(Article by Calvin Freiburger republished from LifeSiteNews.com)
Rebel News reported that during the October 20 Richmond Hill Aquatic Centre Fall Classic swimming competition, one of the 10 competitors in one of the races, “Melody Wiseheart,” was actually 50-year-old Nicholas Cepeda, a York University professor whose research specialties include children and youth. Every other participant was age 13-14.
Event organizers initially denied that Cepeda had participated in the event until confronted with his name on a copy of their schedule. They “eventually” relented, Rebel’s David Menzies reported, “but they didn’t want to get into a debate about gender and age.” Representatives for governing bodies Swimming Canada and Swimming Toronto were reportedly “too busy” to answer questions about the incident.
“We wanted to know if Nicholas got to use the female change room and bathroom,” Menzies wrote. “Notably, none of the concerned parents wanted to come on camera with their justified grievances. This was no doubt due to our prevailing reality of cancel culture.”
Swimming Canada’s Nathan White did give a statement to True North, which claimed that Cepeda had been in an “open category” without an age limit, though he conceded that “it certainly seems like an anomaly” given every other participant at the overall event was 17 or younger.
A vendor advertisement on the Richmond Hill Aquatic Club’s event page features a photography company offering “professional action pictures of your child,” indicating the event was understood and/or assumed to be for minors.
“It’s disturbing.

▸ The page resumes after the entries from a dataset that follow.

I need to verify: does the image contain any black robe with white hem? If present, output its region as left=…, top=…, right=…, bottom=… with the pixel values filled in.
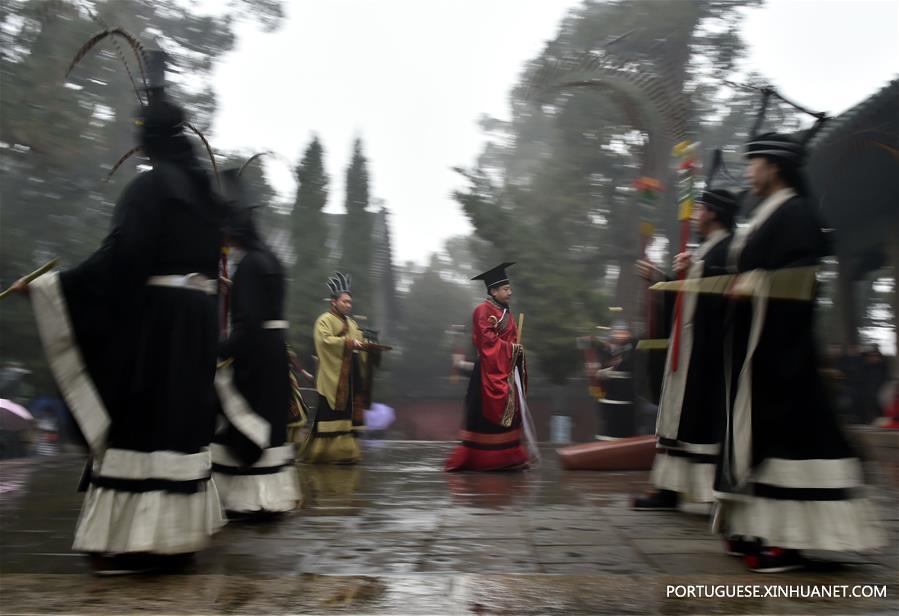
left=31, top=161, right=229, bottom=554
left=715, top=189, right=885, bottom=551
left=212, top=249, right=300, bottom=513
left=651, top=230, right=731, bottom=503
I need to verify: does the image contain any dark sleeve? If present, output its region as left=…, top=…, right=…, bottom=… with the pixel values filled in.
left=219, top=252, right=267, bottom=358
left=60, top=172, right=163, bottom=339
left=737, top=198, right=825, bottom=272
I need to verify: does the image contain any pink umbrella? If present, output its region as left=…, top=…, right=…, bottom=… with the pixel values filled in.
left=0, top=398, right=34, bottom=432
left=365, top=402, right=396, bottom=430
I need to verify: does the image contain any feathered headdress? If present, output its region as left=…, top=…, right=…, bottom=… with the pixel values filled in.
left=328, top=272, right=353, bottom=298
left=65, top=14, right=218, bottom=181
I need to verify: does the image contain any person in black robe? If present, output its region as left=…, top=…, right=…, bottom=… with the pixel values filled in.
left=714, top=133, right=884, bottom=572
left=596, top=321, right=637, bottom=441
left=10, top=97, right=224, bottom=574
left=634, top=189, right=737, bottom=511
left=212, top=171, right=300, bottom=514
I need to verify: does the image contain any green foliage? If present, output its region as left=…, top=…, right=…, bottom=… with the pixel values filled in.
left=0, top=0, right=281, bottom=391
left=456, top=0, right=758, bottom=383
left=288, top=137, right=331, bottom=360
left=338, top=139, right=380, bottom=322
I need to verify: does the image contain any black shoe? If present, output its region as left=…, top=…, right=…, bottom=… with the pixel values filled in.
left=91, top=553, right=159, bottom=577
left=724, top=535, right=762, bottom=556
left=632, top=490, right=680, bottom=511
left=743, top=548, right=805, bottom=573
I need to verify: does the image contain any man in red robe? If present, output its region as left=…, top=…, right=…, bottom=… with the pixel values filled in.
left=446, top=263, right=528, bottom=471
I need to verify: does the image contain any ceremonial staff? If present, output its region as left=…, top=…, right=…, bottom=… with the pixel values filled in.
left=0, top=257, right=59, bottom=299
left=671, top=141, right=697, bottom=372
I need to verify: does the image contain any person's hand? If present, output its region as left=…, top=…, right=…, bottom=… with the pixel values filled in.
left=672, top=252, right=693, bottom=274
left=636, top=259, right=665, bottom=282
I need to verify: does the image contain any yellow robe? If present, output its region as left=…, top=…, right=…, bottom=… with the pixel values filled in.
left=300, top=311, right=368, bottom=463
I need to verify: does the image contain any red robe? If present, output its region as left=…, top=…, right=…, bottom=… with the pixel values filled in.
left=446, top=299, right=528, bottom=471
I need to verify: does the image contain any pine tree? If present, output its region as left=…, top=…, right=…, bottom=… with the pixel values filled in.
left=339, top=139, right=378, bottom=322
left=288, top=137, right=331, bottom=370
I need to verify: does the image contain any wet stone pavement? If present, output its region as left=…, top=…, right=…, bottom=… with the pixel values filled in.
left=0, top=441, right=899, bottom=614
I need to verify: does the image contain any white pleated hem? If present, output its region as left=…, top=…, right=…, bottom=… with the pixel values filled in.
left=722, top=496, right=887, bottom=552
left=72, top=481, right=225, bottom=554
left=649, top=452, right=715, bottom=503
left=212, top=465, right=301, bottom=513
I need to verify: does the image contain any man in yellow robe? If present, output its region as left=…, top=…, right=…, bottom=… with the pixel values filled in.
left=300, top=272, right=366, bottom=464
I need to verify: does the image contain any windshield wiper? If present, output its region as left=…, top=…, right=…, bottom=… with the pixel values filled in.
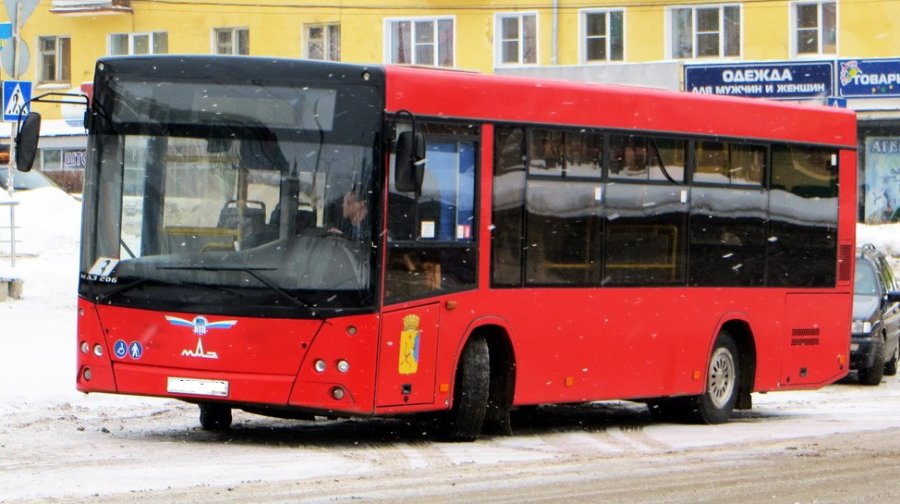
left=94, top=278, right=234, bottom=304
left=158, top=266, right=312, bottom=310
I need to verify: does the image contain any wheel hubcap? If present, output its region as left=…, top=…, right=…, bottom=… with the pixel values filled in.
left=707, top=348, right=735, bottom=409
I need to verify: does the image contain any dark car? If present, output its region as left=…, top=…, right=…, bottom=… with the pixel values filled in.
left=850, top=245, right=900, bottom=385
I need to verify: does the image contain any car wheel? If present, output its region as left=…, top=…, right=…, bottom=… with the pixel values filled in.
left=859, top=337, right=885, bottom=385
left=884, top=343, right=900, bottom=376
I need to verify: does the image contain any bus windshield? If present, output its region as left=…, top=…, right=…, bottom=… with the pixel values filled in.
left=80, top=61, right=383, bottom=317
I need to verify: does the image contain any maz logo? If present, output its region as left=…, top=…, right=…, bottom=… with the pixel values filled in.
left=166, top=315, right=237, bottom=359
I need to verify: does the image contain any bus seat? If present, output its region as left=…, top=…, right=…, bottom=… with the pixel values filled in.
left=268, top=203, right=316, bottom=236
left=217, top=200, right=266, bottom=236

It’s a male person going into a girl’s race, which is absolutely unethical,” former Athletics Alberta president Linda Blade commented. “If any man can come along and check a box and say, ‘Oh no, I’m actually a girl today,’ that’s just wrong.”
“It’s dangerous for little girls and women,” she added.

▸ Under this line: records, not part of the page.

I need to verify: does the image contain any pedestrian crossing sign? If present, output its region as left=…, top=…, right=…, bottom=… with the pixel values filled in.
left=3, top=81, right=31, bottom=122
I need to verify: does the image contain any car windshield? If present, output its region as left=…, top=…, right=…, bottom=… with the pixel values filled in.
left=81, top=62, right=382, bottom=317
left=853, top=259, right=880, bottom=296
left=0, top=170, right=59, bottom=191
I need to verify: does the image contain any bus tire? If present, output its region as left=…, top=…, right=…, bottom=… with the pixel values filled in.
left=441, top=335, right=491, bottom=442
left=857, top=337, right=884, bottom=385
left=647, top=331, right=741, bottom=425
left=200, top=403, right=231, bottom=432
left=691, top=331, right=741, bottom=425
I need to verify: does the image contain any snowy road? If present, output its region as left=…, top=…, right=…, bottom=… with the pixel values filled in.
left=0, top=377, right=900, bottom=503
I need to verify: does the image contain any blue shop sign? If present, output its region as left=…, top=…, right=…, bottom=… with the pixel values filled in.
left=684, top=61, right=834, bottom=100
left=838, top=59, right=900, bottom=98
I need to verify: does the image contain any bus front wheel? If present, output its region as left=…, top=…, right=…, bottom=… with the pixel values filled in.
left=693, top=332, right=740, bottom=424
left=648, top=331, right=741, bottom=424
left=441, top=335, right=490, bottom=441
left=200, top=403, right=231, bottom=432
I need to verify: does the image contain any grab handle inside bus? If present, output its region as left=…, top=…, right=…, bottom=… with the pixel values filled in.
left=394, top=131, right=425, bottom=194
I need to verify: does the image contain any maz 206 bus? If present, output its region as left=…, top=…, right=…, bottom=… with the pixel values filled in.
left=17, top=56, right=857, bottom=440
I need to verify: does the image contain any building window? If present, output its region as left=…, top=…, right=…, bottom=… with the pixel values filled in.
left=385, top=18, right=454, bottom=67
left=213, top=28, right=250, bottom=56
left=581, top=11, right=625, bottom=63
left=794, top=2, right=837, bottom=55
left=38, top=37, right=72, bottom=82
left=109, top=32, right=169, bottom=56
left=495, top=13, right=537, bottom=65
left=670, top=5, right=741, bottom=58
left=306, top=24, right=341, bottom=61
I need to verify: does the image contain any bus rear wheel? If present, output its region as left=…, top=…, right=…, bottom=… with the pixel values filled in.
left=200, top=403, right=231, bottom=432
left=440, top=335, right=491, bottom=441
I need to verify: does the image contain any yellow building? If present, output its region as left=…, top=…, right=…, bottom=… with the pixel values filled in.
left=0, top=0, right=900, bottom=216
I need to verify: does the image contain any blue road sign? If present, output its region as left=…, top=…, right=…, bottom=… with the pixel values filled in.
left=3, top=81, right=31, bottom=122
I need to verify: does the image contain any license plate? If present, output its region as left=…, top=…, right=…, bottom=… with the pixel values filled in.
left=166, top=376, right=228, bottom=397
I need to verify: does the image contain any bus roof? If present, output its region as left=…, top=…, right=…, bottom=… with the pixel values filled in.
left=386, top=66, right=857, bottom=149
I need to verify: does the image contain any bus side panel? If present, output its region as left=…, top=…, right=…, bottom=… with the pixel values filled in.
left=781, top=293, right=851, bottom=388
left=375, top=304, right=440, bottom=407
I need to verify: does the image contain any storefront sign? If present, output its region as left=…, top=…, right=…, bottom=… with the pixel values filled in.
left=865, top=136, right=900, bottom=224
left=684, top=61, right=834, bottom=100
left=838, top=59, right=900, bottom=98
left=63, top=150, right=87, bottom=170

“Women’s sports need to be segregated from men, and that’s not hard,” Blade argued.
Mandatory inclusion of gender-confused individuals in opposite-sex sports is promoted as a matter of “inclusivity,” but critics note that indulging “transgender” athletes undermines the original rational basis for having sex-specific athletics in the first place, thereby depriving female athletes of recognition and professional or academic opportunities.
There have been numerous high-profile examples in recent years of men winning women’s competitions, and research affirms that physiology gives males distinct athletic advantages that cannot be fully negated by hormone suppression.
In a 2019 paper published by the Journal of Medical Ethics, New Zealand researchers found that “healthy young men [do] not lose significant muscle mass (or power) when their circulating testosterone levels were reduced to (below International Olympic Committee guidelines) for 20 weeks,” and “indirect effects of testosterone” on factors such as bone structure, lung volume, and heart size “will not be altered by hormone therapy;” therefore, “the advantage to transwomen [biological men] afforded by the [International Olympic Committee] guidelines is an intolerable unfairness.”
Forcing girls to share intimate facilities such as showers or changing areas with members of the opposite sex also violates their privacy rights, subjects them to needless emotional stress, and gives potential male predators a viable pretext to enter female bathrooms or lockers by simply claiming transgender status.
In the United States, both aspects of the issue have been highlighted by University of Pennsylvania swimmer William “Lia” Thomas, who reportedly retains male genitalia and is still attracted to women yet “identifies” as female and lesbian. Thomas quickly started dominating women’s swimming after switching from the men’s team and has caused his female teammates unrest due to sharing lockers with them. Yet the National Collegiate Athletic Association (NCAA) has reportedly pressured swimmers and their parents against speaking out.